Henry Schein derives revenues from three operating segments — Dental, Medical, and Technology and Value-added Services.
In the second quarter, the company derived $941.3 million of global Dental sales, down 41.2% year over year. This includes a 40% decline in local currencies and 1.2% adverse impact of foreign currency exchange. At local currencies, internally-generated sales declined 40.1%, which included a decrease of 46.9% in North America and a drop of 29.5% internationally. However, acquisition growth was 0.1%.
North America’s dental consumable merchandise internal sales in local currencies fell 47.5% whereas dental equipment internal sales in local currencies declined 44.9%. Internationally, dental consumable merchandise internal sales and dental equipment internal sales, both in local currencies, declined 29.2% and 30.5% respectively.
Global Medical revenues plunged 11.4% year over year to $617.8 million, resulting from an 11.4% fall in local currencies. In local currencies, internally-generated sales declined 11.4% and acquisition growth was flat. Foreign currency exchange had no impact.
The business registered strong demand for personal protective equipment (PPE) in the quarter under review. Further, the fall in sales of consumable merchandise was lower than the company’s expectations. The company, while responding to the pandemic, made available a wide menu of COVID-19 point-of-care diagnostic tests and related solutions to its medical customers.
Revenues from global Technology and Value-added Services plunged 15.9% to $105.2 million. This included a 15.4% fall in local currencies and a 0.5% drop owing to adverse currency translation. At local currencies, internally-generated sales declined 17% but acquisition growth was 1.6%.
Despite the plunging revenues, the segment registered some positives during the quarter. Henry Schein One’s dental software sales witnessed improvement as the second quarter progressed, in line with the resumption of dental practice operations. Notably, the monthly trend for transactional software revenues improved resulting from more patients visiting the dental offices across the globe.

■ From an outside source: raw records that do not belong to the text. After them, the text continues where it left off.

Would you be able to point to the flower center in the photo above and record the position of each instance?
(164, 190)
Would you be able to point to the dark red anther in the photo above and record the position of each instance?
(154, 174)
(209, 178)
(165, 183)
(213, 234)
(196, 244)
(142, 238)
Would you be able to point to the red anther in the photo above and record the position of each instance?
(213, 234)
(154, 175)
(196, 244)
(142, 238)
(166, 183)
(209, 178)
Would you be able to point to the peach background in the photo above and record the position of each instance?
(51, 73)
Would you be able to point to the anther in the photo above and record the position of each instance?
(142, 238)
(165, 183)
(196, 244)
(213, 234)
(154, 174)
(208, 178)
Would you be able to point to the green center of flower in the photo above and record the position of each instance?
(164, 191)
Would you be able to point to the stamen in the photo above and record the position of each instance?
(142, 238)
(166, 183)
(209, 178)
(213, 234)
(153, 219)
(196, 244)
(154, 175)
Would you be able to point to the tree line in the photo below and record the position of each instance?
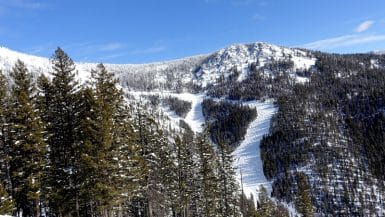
(70, 149)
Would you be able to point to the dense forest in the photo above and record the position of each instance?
(227, 122)
(326, 144)
(81, 149)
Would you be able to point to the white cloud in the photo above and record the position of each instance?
(343, 41)
(364, 26)
(111, 46)
(258, 17)
(150, 50)
(26, 4)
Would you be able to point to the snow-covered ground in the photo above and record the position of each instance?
(194, 117)
(247, 157)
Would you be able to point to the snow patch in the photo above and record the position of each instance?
(247, 157)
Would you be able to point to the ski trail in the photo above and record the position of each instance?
(195, 116)
(247, 157)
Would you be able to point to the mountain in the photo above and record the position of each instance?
(308, 126)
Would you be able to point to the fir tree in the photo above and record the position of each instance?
(207, 178)
(4, 130)
(228, 205)
(7, 205)
(63, 129)
(27, 145)
(303, 201)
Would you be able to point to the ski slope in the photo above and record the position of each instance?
(247, 157)
(194, 118)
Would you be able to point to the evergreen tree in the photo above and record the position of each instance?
(107, 144)
(303, 201)
(228, 191)
(4, 130)
(63, 130)
(265, 205)
(7, 205)
(27, 148)
(207, 178)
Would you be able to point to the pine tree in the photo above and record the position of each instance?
(4, 129)
(229, 191)
(106, 144)
(303, 201)
(207, 178)
(27, 145)
(265, 205)
(7, 205)
(64, 144)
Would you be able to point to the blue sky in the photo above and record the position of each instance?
(139, 31)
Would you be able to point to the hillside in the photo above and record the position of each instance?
(316, 139)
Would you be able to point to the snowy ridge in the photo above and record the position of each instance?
(41, 65)
(240, 56)
(247, 157)
(194, 117)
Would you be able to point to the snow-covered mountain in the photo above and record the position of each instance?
(277, 71)
(202, 69)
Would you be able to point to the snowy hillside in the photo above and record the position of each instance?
(241, 56)
(179, 75)
(247, 159)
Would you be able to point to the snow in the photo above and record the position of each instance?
(194, 117)
(247, 157)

In the reported quarter, gross profit totaled $454.3 million. Gross margin contracted 438 basis points (bps) to 26.9% on a 40.8% fall in gross profit.
Selling, general and administrative expenses declined 24.9% to $445.8 million in the quarter under review.

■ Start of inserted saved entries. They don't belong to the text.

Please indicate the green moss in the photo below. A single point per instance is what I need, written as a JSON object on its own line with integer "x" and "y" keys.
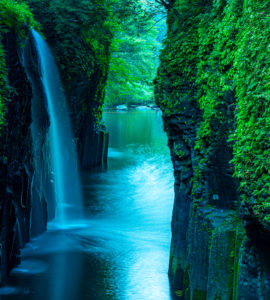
{"x": 199, "y": 295}
{"x": 79, "y": 34}
{"x": 16, "y": 16}
{"x": 216, "y": 56}
{"x": 3, "y": 86}
{"x": 251, "y": 137}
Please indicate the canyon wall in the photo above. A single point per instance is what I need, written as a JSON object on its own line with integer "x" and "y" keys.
{"x": 212, "y": 86}
{"x": 26, "y": 188}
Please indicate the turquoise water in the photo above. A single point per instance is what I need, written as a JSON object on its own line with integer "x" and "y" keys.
{"x": 120, "y": 250}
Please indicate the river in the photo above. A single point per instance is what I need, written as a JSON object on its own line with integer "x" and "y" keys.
{"x": 120, "y": 250}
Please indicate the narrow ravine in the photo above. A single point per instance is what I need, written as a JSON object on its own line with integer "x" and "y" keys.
{"x": 121, "y": 249}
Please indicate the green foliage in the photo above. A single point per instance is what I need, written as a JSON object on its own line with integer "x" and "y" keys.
{"x": 134, "y": 59}
{"x": 252, "y": 135}
{"x": 14, "y": 15}
{"x": 216, "y": 56}
{"x": 79, "y": 34}
{"x": 3, "y": 86}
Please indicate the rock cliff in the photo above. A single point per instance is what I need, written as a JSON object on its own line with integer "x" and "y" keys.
{"x": 27, "y": 197}
{"x": 208, "y": 89}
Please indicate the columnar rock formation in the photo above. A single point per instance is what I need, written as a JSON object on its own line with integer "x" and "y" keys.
{"x": 212, "y": 86}
{"x": 26, "y": 189}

Overall adjusted operating profit was $8.5 million, down 95.1% year over year. Further, adjusted operating margin contracted 661 bps year over year to 0.5%.
The company exited the second quarter of 2020 with cash and cash equivalents of $296.1 million compared with $617.4 million at the end of the first quarter. Long-term debt for the company at the end of the second quarter was $515.8 million compared with $865.8 million at the end of the first quarter of 2020.
Cumulative net cash used in operating activities from continuing operations at the end of the second quarter was $843 million compared with net cash provided by operating activities from continuing operations of $298.8 million in the year-ago period.
As the uncertainty of the pandemic and its impact on business operations cannot be ascertained at present, the company is not providing any financial guidance for the year at present.
How Have Estimates Been Moving Since Then?
In the past month, investors have witnessed an upward trend in estimates review. The consensus estimate has shifted 51.38% due to these changes.
At this time, Henry Schein has a poor Growth Score of F, however its Momentum Score is doing a lot better with a B. Following the exact same course, the stock was allocated a grade of B on the value side, putting it in the top 40% for this investment strategy.
Overall, the stock has an aggregate VGM Score of C. If you aren't focused on one strategy, this score is the one you should be interested in.
Estimates have been broadly trending upward for the stock, and the magnitude of these revisions looks promising. Notably, Henry Schein has a Zacks Rank #3 (Hold). We expect an in-line return from the stock in the next few months.